Factors that help or hinder personal recovery in people with a schizophrenia diagnosis: a different sort of 'therapeutic' relationship

Cameron, David (2017) Factors that help or hinder personal recovery in people with a schizophrenia diagnosis: a different sort of 'therapeutic' relationship. Other thesis, Middlesex University.

Abstract

This collaborative study grew out of the lived, learned experience of the primary inquirer and co-inquirer, a diagnosed paranoid schizophrenic. Embracing a phenomenological (Heidegger, 1927/1962) participatory action attitude (Reason & Bradbury, 2001) using research as a tool to offer a practical alternative, the study aimed to generate knowledge to empower persons with a schizophrenia diagnosis by raising conscious awareness of what either helps or hinders personal recovery. A total of eight credible exemplars with experiences synonymous with a schizophrenia diagnosis participated in open dialogical interviews. An a priori open coding framework derived from my selective, guided interrogation of the personal recovery oriented literature was applied to and iteratively integrated with the inductively driven data which emerged from the interviews. Nine organising themes emerged which converged around three interdependent global themes: Context, Meaning Making and Identity Formation, Interpersonal Relationships and Organisational Culture – Systems. Figural to this intersubjective, contested and co-created multiversal space is a different sort of therapeutic relationship built on pragmatism, authenticity and a tolerant understanding and willingness to embrace and make meaning of disconcerting subjective experiences.
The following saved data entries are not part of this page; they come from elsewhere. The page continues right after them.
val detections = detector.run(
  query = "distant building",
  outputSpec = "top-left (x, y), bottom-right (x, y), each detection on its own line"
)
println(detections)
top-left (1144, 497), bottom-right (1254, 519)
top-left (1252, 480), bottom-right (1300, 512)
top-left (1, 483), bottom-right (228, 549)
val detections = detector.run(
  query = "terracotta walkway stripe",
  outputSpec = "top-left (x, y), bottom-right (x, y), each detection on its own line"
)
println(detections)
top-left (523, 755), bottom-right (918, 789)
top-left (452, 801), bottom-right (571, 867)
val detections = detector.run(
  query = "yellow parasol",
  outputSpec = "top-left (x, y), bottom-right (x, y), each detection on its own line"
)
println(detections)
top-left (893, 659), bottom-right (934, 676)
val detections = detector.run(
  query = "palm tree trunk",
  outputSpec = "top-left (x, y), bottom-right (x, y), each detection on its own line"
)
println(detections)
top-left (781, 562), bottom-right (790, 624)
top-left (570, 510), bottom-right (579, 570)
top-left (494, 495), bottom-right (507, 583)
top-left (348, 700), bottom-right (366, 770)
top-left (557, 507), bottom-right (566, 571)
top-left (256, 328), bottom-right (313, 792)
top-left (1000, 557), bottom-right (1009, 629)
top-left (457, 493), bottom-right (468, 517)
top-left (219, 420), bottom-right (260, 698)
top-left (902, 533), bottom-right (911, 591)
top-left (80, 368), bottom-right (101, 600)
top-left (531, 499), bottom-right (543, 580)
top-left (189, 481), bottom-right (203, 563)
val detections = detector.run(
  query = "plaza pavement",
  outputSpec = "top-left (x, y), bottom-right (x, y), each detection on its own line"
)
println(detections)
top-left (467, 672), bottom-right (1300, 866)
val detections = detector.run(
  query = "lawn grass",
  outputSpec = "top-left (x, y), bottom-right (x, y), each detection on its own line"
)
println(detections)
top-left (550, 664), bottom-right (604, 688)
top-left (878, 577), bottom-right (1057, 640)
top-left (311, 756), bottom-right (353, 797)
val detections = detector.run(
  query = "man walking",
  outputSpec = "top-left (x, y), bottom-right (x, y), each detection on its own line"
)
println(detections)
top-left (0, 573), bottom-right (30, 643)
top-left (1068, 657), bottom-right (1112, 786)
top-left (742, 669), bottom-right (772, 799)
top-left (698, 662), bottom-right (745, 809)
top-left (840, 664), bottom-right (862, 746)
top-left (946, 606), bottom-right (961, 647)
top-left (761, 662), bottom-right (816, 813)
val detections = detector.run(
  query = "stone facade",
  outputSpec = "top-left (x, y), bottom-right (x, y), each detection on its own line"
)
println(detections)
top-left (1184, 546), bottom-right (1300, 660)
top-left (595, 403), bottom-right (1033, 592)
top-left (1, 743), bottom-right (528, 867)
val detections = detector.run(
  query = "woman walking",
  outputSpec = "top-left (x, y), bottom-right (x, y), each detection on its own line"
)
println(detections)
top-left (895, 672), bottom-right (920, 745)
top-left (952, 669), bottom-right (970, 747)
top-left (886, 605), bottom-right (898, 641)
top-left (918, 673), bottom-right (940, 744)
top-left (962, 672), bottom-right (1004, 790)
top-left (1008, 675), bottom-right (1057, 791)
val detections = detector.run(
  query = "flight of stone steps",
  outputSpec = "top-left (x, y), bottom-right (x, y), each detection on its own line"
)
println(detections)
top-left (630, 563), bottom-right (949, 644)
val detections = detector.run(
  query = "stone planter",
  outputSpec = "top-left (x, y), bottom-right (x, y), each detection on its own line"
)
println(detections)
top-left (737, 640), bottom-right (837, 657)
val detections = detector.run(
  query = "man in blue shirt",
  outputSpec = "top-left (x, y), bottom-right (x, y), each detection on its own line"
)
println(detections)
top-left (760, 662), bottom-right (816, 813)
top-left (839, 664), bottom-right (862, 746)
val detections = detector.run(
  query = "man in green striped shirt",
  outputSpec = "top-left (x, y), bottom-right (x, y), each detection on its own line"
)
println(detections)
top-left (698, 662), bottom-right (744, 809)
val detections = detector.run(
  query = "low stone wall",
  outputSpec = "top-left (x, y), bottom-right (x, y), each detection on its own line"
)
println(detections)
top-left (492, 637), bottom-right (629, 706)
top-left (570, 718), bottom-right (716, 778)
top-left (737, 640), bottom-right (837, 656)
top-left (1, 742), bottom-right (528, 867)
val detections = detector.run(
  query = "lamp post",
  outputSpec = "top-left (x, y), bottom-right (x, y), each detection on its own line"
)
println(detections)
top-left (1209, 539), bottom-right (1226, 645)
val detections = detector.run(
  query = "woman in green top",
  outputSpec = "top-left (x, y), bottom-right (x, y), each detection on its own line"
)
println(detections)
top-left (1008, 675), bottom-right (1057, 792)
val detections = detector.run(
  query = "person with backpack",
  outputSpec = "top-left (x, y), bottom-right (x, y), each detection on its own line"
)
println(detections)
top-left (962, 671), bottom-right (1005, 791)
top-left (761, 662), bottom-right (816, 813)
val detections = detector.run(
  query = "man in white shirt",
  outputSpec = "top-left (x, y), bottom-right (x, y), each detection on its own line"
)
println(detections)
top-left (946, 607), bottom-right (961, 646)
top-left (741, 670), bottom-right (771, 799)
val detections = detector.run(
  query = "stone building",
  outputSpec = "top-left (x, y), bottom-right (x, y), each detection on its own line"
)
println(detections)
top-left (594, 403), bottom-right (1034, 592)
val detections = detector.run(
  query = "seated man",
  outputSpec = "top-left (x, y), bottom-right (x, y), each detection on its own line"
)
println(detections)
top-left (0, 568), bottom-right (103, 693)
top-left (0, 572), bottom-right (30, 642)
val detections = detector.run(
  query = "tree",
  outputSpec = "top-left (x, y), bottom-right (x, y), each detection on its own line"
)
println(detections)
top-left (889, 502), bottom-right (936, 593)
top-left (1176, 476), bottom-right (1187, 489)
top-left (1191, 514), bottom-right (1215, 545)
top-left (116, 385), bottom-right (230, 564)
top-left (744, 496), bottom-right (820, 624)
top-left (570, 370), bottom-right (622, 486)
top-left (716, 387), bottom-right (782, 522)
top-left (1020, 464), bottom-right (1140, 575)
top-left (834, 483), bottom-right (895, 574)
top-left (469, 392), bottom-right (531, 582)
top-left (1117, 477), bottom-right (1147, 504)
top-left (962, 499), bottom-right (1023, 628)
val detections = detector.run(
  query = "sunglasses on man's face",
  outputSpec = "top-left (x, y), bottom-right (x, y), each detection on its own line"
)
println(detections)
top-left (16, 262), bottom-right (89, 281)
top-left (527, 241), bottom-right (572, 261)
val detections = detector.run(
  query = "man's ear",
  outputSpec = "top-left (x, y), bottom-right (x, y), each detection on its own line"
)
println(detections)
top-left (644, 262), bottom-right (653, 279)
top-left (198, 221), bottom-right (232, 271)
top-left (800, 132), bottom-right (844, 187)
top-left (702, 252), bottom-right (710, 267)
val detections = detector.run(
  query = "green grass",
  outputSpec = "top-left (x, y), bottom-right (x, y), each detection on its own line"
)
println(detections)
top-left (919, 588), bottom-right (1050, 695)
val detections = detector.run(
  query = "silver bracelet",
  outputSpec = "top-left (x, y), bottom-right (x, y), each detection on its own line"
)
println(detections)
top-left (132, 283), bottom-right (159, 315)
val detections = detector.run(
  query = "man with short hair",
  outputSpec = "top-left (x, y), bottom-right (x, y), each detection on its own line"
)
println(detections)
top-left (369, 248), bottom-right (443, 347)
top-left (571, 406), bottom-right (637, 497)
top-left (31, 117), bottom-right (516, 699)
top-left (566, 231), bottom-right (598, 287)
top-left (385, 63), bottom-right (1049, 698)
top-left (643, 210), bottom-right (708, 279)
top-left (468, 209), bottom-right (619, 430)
The study generates knowledge to challenge and de-construct the essentially contested construct of schizophrenia along with the myths, misconceptions and negative stereotypes which maintain “it”, by raising conscious awareness of and redressing the inherent power imbalance in staff-client relationships and by privileging and validating the voices of the people who own the experience. These hitherto largely unheard voices support the call for an empowering “paradigm shift in relation to the experience that these [schizophrenia] diagnoses refer to” (BPS, 2014). The originality and challenge of this approach resides with fellow mental health and allied professionals willingly embracing incongruent disconcerting worlds, surrendering the privilege of professional disciplinary power and taking “on board that there is no us and them, there are only people trying to make the best of our situation” (Understanding Psychosis and Schizophrenia, 2014, p. 113).